Speeding up itertools combinations with cython

I have the following code to generate all possible combinations in specified range using itertools but I cant get any speed improvements from using the code with cython. Original code is this:

from itertools import *

def x(e,f,g):
    a=[]        
    for c in combinations(range(e, f),g):
        d = list((c))
        a.append(d)

and after declaring types for cython:

from itertools import *

cpdef x(int e,int f,int g):        
    cpdef tuple c
    cpdef list a
    cpdef list d

    a=[]        
    for c in combinations(range(e, f),g):    
        d = list((c))
        a.append(d)

I saved the latter as test_cy.pyx and compiled using cythonize -a -i test_cy.pyx

After compiling, I created a new script with the following code and ran it:

import test_cy

test_cy.x(1,45,6)

I didnt get any significant speed improvement, still took about the same time as the original script, about 10.8 sec.

Is there anything I did wrong or is itertools already so optimised that there cant be any bigger improvements to its speed?

Solution

As already pointed out in the comments, you should not expect cython to speed-up your code because the most of the time the algorithm spends in itertools and creation of lists.

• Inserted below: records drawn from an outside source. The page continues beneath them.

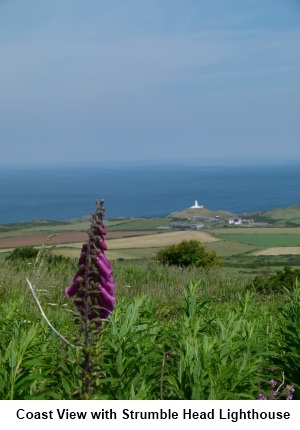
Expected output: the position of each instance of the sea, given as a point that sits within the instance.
(68, 192)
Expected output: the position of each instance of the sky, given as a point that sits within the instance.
(148, 80)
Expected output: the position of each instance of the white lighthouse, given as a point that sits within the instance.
(196, 206)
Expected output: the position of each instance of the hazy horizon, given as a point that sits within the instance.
(149, 81)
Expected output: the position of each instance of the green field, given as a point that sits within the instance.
(264, 240)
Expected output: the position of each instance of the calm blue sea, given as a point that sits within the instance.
(70, 192)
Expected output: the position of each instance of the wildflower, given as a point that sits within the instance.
(273, 394)
(290, 388)
(93, 285)
(261, 397)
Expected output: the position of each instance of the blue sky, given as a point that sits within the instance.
(135, 80)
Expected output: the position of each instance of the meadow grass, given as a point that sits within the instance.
(265, 240)
(176, 333)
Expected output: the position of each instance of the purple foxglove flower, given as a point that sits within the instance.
(102, 257)
(109, 286)
(261, 397)
(102, 229)
(105, 271)
(73, 289)
(102, 245)
(290, 388)
(93, 285)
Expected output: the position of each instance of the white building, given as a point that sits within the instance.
(196, 206)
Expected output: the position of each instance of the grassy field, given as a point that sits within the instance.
(264, 240)
(176, 333)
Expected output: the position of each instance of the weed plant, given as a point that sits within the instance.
(176, 333)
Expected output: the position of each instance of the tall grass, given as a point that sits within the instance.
(175, 334)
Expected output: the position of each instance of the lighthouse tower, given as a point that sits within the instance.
(196, 206)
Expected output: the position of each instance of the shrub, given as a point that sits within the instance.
(188, 253)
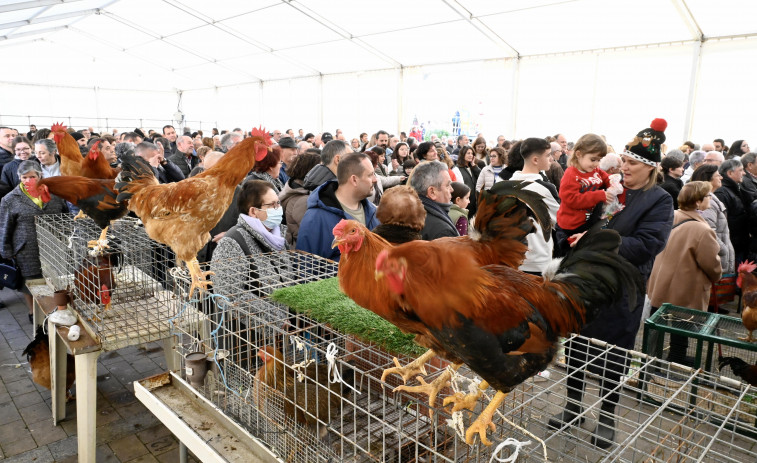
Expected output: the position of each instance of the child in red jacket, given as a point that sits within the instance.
(582, 190)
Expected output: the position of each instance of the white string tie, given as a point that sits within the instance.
(507, 442)
(334, 376)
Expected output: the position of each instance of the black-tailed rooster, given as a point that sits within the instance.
(504, 324)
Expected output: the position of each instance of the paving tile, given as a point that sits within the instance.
(128, 448)
(38, 455)
(68, 447)
(149, 458)
(12, 430)
(154, 433)
(162, 445)
(19, 446)
(103, 454)
(44, 432)
(107, 415)
(18, 387)
(25, 400)
(35, 413)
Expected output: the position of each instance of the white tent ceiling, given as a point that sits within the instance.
(194, 44)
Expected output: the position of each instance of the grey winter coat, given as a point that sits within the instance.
(18, 232)
(294, 200)
(244, 279)
(715, 217)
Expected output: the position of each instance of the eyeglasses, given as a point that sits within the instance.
(274, 205)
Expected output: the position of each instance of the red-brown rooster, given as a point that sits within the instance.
(747, 281)
(70, 155)
(504, 324)
(38, 355)
(310, 401)
(95, 279)
(500, 231)
(95, 198)
(182, 214)
(94, 164)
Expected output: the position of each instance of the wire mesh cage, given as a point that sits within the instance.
(695, 338)
(125, 296)
(289, 400)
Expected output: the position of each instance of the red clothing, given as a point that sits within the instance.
(580, 192)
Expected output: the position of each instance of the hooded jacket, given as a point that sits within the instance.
(324, 212)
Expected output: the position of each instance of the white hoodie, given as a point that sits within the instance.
(539, 253)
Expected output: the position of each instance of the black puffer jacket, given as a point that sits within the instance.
(730, 195)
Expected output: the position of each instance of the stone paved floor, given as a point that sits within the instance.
(126, 430)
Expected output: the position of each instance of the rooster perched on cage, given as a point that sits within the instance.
(70, 154)
(501, 227)
(38, 355)
(94, 164)
(95, 280)
(310, 401)
(747, 281)
(504, 324)
(181, 214)
(95, 197)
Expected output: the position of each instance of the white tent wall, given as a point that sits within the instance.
(102, 109)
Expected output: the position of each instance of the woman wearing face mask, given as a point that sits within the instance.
(258, 231)
(18, 233)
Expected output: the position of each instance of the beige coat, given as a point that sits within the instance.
(684, 271)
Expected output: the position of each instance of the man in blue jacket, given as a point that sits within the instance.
(343, 198)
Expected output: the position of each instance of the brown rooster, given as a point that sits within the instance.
(504, 324)
(747, 281)
(498, 237)
(94, 197)
(182, 214)
(38, 355)
(95, 281)
(310, 401)
(94, 164)
(70, 155)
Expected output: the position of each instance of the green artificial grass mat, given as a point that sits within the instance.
(324, 302)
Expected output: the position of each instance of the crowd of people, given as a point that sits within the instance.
(687, 216)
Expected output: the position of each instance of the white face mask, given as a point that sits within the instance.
(274, 217)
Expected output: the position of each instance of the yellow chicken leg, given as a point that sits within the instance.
(431, 389)
(100, 243)
(465, 401)
(198, 277)
(413, 368)
(484, 421)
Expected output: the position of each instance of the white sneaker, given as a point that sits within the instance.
(63, 317)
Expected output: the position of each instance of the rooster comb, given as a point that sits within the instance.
(747, 266)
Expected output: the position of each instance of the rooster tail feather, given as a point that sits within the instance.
(135, 173)
(597, 273)
(503, 208)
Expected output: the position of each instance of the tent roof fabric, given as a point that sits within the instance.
(194, 44)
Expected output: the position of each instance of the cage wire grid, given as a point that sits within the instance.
(135, 271)
(718, 334)
(666, 412)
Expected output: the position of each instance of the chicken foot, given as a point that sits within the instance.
(466, 401)
(484, 421)
(198, 277)
(430, 389)
(101, 243)
(415, 367)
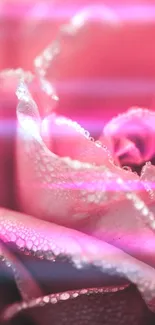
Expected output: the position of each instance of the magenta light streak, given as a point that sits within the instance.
(108, 87)
(129, 13)
(110, 186)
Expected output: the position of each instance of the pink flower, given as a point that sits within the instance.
(77, 218)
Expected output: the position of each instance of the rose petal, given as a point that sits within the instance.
(87, 307)
(81, 249)
(8, 101)
(67, 139)
(136, 126)
(74, 189)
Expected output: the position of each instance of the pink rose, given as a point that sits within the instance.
(77, 217)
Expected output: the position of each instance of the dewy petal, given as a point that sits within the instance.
(93, 306)
(137, 126)
(68, 139)
(8, 103)
(32, 236)
(65, 191)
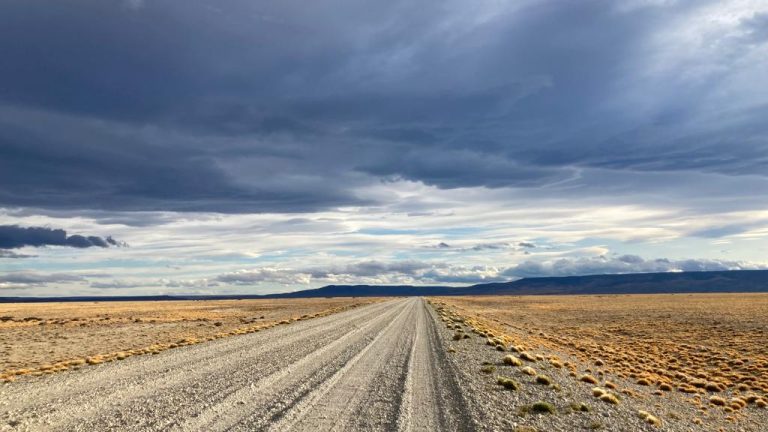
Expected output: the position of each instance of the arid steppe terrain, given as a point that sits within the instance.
(699, 360)
(39, 338)
(642, 363)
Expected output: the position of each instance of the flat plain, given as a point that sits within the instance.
(674, 363)
(695, 359)
(41, 338)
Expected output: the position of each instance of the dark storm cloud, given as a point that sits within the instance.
(287, 106)
(13, 236)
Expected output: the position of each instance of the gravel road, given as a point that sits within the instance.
(378, 367)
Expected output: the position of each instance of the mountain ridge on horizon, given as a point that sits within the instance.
(725, 281)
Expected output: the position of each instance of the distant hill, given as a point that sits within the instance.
(636, 283)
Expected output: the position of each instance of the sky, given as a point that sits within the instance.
(241, 146)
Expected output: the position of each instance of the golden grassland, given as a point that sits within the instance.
(44, 338)
(710, 349)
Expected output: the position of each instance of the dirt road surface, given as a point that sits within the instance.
(378, 367)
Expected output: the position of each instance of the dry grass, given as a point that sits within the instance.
(695, 343)
(706, 349)
(43, 338)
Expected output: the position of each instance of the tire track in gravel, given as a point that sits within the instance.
(378, 367)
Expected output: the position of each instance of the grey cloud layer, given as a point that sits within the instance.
(292, 107)
(13, 236)
(621, 264)
(429, 272)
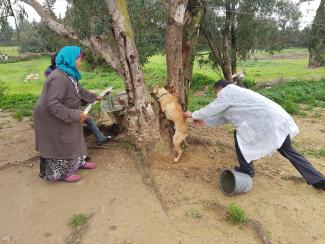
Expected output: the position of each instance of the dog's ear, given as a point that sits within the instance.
(172, 90)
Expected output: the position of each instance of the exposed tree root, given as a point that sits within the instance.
(147, 177)
(195, 139)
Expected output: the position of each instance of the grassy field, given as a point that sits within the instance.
(19, 93)
(10, 51)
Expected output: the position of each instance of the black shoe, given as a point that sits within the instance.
(320, 185)
(250, 173)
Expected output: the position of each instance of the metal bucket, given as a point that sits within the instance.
(232, 182)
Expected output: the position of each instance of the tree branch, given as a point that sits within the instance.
(94, 42)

Because I'm curios to see how itertools's generic implementation fares against old-school-tricks, let's take a look at this Cython implementation of "all subsets k out of n":

%%cython

ctypedef unsigned long long ull

cdef ull next_subset(ull subset):
   cdef ull smallest, ripple, ones
   smallest = subset& -subset      
   ripple = subset + smallest    
   ones = subset ^ ripple    
   ones = (ones >> 2)//smallest 
   subset= ripple | ones    
   return subset


cdef subset2list(ull subset, int offset, int cnt):  
    cdef list lst=[0]*cnt #pre-allocate
    cdef int current=0;
    cdef int index=0
    while subset>0:
        if((subset&1)!=0):
            lst[index]=offset+current
            index+=1
        subset>>=1
        current+=1
    return lst

def all_k_subsets(int start, int end, int k):
    cdef int n=end-start      
    cdef ull MAX=1L<<n;
    cdef ull subset=(1L<<k)-1L;
    lst=[]
    while(MAX>subset):
         lst.append(subset2list(subset, start, k))
         subset=next_subset(subset)
    return lst

This implementation uses some well-known bit-tricks and has the limitation, that it only works for at most 64 elements.

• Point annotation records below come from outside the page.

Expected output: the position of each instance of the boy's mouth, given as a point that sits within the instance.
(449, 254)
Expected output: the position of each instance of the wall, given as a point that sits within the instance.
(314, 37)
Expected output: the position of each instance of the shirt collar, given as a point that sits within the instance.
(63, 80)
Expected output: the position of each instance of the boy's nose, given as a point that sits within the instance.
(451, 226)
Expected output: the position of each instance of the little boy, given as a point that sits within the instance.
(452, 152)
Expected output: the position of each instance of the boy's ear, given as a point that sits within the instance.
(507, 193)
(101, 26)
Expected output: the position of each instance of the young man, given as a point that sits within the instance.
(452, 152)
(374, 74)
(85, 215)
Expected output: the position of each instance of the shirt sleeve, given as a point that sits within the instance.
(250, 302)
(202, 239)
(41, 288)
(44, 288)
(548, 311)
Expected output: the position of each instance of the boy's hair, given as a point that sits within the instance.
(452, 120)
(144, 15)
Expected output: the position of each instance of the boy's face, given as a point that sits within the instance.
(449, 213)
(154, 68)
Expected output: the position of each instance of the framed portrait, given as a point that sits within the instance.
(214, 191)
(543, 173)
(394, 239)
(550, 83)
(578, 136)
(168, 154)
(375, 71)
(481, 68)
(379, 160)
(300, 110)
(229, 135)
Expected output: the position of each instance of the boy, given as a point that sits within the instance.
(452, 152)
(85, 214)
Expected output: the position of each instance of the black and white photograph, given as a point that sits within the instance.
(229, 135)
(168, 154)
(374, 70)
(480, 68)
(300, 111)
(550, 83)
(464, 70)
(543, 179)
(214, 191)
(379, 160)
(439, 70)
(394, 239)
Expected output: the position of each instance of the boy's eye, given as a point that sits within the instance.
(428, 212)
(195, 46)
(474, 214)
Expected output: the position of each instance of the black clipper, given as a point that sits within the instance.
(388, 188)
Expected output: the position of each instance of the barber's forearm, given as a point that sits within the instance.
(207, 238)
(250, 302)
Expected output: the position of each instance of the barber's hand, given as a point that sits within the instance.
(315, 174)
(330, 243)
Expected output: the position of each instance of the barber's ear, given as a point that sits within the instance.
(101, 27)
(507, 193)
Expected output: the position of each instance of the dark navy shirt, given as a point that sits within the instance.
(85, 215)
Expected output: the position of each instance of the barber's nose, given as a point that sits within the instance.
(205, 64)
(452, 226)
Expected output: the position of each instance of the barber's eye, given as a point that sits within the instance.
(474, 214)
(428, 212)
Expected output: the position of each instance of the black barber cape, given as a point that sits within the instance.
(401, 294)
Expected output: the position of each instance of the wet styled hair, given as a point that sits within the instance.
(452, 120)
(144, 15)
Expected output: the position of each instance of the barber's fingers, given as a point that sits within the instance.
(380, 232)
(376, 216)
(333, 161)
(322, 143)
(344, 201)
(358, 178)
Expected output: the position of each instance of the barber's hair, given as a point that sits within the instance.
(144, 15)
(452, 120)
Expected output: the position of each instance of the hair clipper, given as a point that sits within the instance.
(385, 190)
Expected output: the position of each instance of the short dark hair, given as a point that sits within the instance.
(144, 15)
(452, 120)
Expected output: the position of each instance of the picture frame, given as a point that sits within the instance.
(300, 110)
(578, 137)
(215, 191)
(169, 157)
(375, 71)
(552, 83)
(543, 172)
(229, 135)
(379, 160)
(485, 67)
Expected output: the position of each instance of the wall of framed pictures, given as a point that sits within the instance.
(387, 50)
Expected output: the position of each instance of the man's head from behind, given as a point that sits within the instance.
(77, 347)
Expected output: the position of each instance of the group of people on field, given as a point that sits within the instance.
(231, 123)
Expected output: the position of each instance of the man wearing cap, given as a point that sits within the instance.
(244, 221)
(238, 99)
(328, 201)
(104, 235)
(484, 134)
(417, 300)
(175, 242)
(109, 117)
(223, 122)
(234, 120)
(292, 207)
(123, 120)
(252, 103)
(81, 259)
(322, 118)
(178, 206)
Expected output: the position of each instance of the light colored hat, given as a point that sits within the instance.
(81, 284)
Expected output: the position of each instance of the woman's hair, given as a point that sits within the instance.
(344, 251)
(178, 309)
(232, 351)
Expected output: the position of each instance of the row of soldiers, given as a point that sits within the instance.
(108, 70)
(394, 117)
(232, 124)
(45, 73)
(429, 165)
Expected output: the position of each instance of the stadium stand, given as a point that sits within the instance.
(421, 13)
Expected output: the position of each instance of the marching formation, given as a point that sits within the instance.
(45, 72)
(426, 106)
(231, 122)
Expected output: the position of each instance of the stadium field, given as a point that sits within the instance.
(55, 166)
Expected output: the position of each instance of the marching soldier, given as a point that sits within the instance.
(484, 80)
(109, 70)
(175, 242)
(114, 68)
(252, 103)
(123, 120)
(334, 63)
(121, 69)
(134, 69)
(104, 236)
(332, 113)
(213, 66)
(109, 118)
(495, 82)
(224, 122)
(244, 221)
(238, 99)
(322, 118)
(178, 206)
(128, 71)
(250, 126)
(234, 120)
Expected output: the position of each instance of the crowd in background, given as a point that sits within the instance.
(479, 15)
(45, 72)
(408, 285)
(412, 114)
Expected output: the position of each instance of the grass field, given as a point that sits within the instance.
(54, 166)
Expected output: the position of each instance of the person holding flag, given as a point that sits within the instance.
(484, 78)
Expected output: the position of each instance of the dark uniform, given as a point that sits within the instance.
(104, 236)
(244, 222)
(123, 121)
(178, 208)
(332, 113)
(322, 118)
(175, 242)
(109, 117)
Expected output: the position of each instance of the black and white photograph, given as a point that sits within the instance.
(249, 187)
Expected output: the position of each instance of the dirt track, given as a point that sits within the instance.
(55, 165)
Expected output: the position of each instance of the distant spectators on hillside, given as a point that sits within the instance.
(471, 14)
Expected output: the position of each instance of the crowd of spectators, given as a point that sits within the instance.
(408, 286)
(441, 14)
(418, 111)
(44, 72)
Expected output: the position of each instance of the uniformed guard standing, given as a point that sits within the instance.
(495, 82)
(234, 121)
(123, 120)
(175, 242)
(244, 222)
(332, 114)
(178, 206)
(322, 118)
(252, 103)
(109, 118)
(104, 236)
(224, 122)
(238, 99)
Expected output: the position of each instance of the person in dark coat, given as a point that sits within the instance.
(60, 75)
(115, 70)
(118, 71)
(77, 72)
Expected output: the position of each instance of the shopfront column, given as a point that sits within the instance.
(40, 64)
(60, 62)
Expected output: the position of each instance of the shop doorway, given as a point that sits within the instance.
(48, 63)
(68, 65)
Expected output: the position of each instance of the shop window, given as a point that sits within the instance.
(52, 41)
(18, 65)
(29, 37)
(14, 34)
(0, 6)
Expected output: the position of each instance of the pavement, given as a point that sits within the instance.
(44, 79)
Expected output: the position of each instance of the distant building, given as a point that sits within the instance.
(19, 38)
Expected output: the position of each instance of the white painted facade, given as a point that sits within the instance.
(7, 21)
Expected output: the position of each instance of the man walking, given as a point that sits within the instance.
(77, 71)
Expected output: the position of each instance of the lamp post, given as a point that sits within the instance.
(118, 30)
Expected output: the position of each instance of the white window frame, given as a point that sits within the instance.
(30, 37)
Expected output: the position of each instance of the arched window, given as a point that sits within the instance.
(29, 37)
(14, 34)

If we compare both approaches:

>>> %timeit x(1,45,6)
2.52 s ± 108 ms per loop (mean ± std. dev. of 7 runs, 1 loop each)

>>> %timeit all_k_subsets(1,45,6)
1.29 s ± 5.16 ms per loop (mean ± std. dev. of 7 runs, 1 loop each)

The speed-up of factor 2 is quite disappointing.

However, the bottle-neck is the creation of the lists and not the calculation itself - it is easy to check, that without list creation the calculation would take about 0.1 seconds.

My take away from it: if you are serious about speed you should not create so many lists but proceed the subset on the fly (best in cython) - a speed-up of more than 10 is possible. If it is a must to have all subsets as lists, so you cannot expect a huge speed-up.